伊藤和也さんを悼む−それにしても宗教−

アフガンの伊藤和也さんが祈り空しく遺体で発見された。謹んでご冥福をお祈りしたい。合掌。
それにしてもアフガンの再生に貢献したい。ただただそれを願っただけの無辜の命がなぜ奪われなくてはならなかったのか?
宗教は悩める子羊を救う。そして一旦その味を知ってしまうと、麻薬と同じでその影響から逃れることが難しい。自発的な信心でさえそうであるのだから、無前提に生れ落ちた時からどっぷりと浸かった信心では、その影響を逃れる術はない。

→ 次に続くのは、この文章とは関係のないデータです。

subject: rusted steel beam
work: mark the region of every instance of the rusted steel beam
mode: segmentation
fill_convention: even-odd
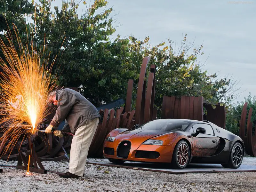
[[[17,165],[16,168],[18,169],[21,169],[21,170],[27,170],[28,166],[23,166],[21,165]],[[39,173],[42,174],[46,174],[47,173],[47,170],[45,169],[36,169],[33,167],[29,167],[29,171]]]
[[[99,150],[99,148],[100,148],[100,145],[102,143],[102,141],[105,139],[105,136],[106,135],[107,132],[108,131],[108,128],[106,127],[106,125],[108,121],[108,109],[105,109],[104,110],[104,116],[102,122],[102,127],[101,130],[99,135],[97,136],[98,139],[94,143],[95,148],[94,151],[96,153]]]
[[[186,97],[185,98],[185,116],[186,119],[189,118],[189,97]]]
[[[185,118],[186,96],[182,96],[180,98],[180,118]]]
[[[146,94],[146,81],[145,79],[148,64],[150,58],[145,57],[143,59],[140,68],[140,73],[139,80],[135,107],[135,123],[140,125],[143,123],[144,118],[144,108]]]
[[[241,118],[240,120],[240,123],[239,124],[240,129],[239,130],[239,135],[240,137],[244,141],[244,143],[246,143],[245,136],[245,120],[246,119],[246,115],[247,114],[247,110],[246,108],[248,103],[247,102],[245,102],[243,108],[242,115],[241,115]]]
[[[153,110],[154,108],[154,102],[155,102],[155,92],[156,87],[156,66],[151,65],[150,66],[150,72],[154,74],[154,78],[153,79],[153,85],[152,86],[152,92],[151,94],[151,102],[150,107],[150,113],[149,115],[149,121],[153,120]]]
[[[153,114],[152,115],[152,120],[156,120],[157,115],[157,109],[156,108],[153,108]]]
[[[132,110],[132,112],[131,113],[131,115],[129,116],[129,118],[128,119],[128,121],[127,122],[127,123],[125,125],[125,128],[126,129],[129,129],[130,127],[130,125],[132,122],[132,118],[134,117],[134,115],[135,114],[135,110]]]
[[[150,118],[150,111],[152,111],[153,113],[153,109],[151,109],[152,107],[151,103],[153,102],[154,103],[154,100],[151,100],[152,98],[152,94],[154,94],[155,93],[152,92],[153,89],[153,84],[154,79],[154,75],[155,74],[154,73],[150,73],[148,76],[148,86],[147,88],[147,93],[146,94],[146,101],[145,103],[145,109],[144,112],[144,123],[148,122],[150,119],[152,118],[152,117]]]
[[[162,119],[167,119],[167,116],[166,115],[167,110],[168,110],[167,108],[167,106],[166,105],[167,100],[168,99],[168,97],[165,96],[165,95],[164,96],[163,98],[163,102],[162,103],[162,112],[161,117]]]
[[[252,150],[252,124],[251,122],[252,115],[252,108],[251,108],[249,110],[249,113],[248,114],[248,118],[247,119],[247,129],[246,130],[246,142],[245,144],[247,147],[247,150],[249,153],[251,153]]]
[[[132,90],[133,88],[133,80],[129,79],[125,100],[125,112],[128,112],[131,111],[132,106]]]
[[[189,119],[194,119],[194,99],[195,97],[191,96],[189,97]]]
[[[117,119],[116,124],[116,128],[118,128],[120,124],[120,120],[121,118],[121,114],[124,111],[124,108],[121,107],[120,109],[118,109],[116,110],[116,118]]]
[[[207,120],[223,129],[225,128],[226,109],[224,105],[221,106],[220,104],[214,105],[213,108],[211,104],[204,103],[207,114],[204,115],[204,119]]]
[[[129,126],[129,129],[131,129],[133,127],[133,125],[134,125],[134,122],[135,122],[135,120],[134,119],[132,119],[132,121],[131,122],[131,124],[130,124],[130,125]]]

海外に出て入国カードを書く時、戸惑うのは宗教欄である。ブランクでは野蛮人と思われるという先輩のアドバイスに素直に従って、「仏教徒」と記入することにしているが、これには何時も違和感を覚える。
日本人のほとんどが仏教徒とされる。しかしながら寺に行くのは葬式だけ。初詣には神社で手を合わせ、結婚式はキリスト教会。これがなぜ仏教徒なのであろうか。本質は無宗教ならぬ、多宗教である。

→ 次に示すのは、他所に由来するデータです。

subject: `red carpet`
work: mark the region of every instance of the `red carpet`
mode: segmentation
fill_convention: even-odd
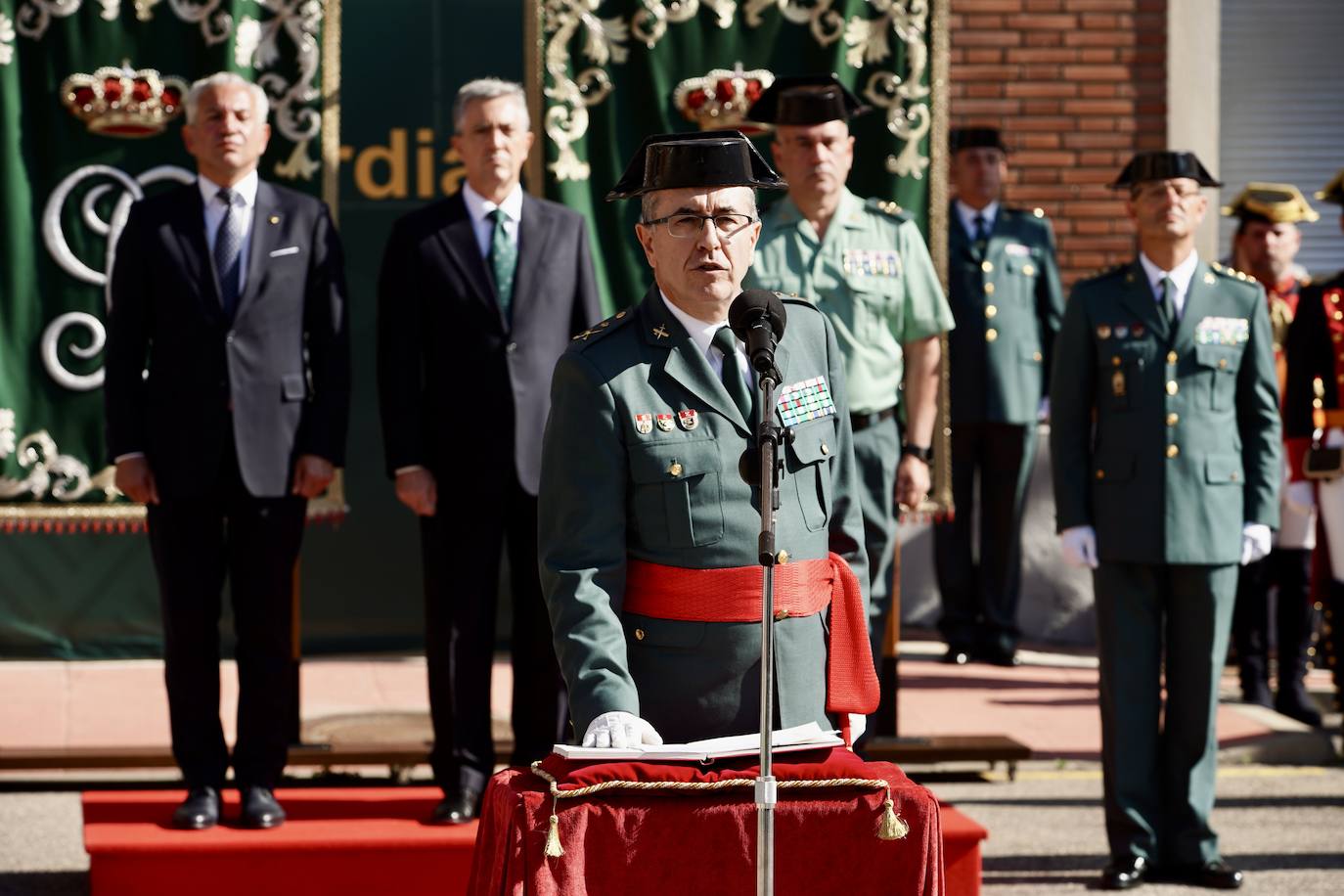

日本人は古来八百万の神々を信仰して来た。健康祈願にはこの神。縁結びにはあの神。それで少しも矛盾を感じない。西洋でもギリシア・ローマの神々はそうであった。
古代日本でも、古代ギリシア・ローマでも、神々は人間的で大らかであった。達観すれば多神教の神々は、人間の持たない能力を有する特殊技能者という位置づけである。
だから一人の乙女を巡って、神と人間の恋の鞘当なども起きることとなる。ここでは決して神が人格者ではないのである。
キリスト教にしても、イスラム教にしても、ユダヤ教にしても、神は正しいことを行いなさいと言う。だけどこれらの神は元来荒ぶる神であって、決して観世音菩薩のように慈愛に満ちた存在ではない。
またこの神の言う正しいことは、神が決めた”正しい”ことであって、これに議論の余地はない。認められないのであれば、制裁を覚悟して神と契約しなければよい。それだけのことである。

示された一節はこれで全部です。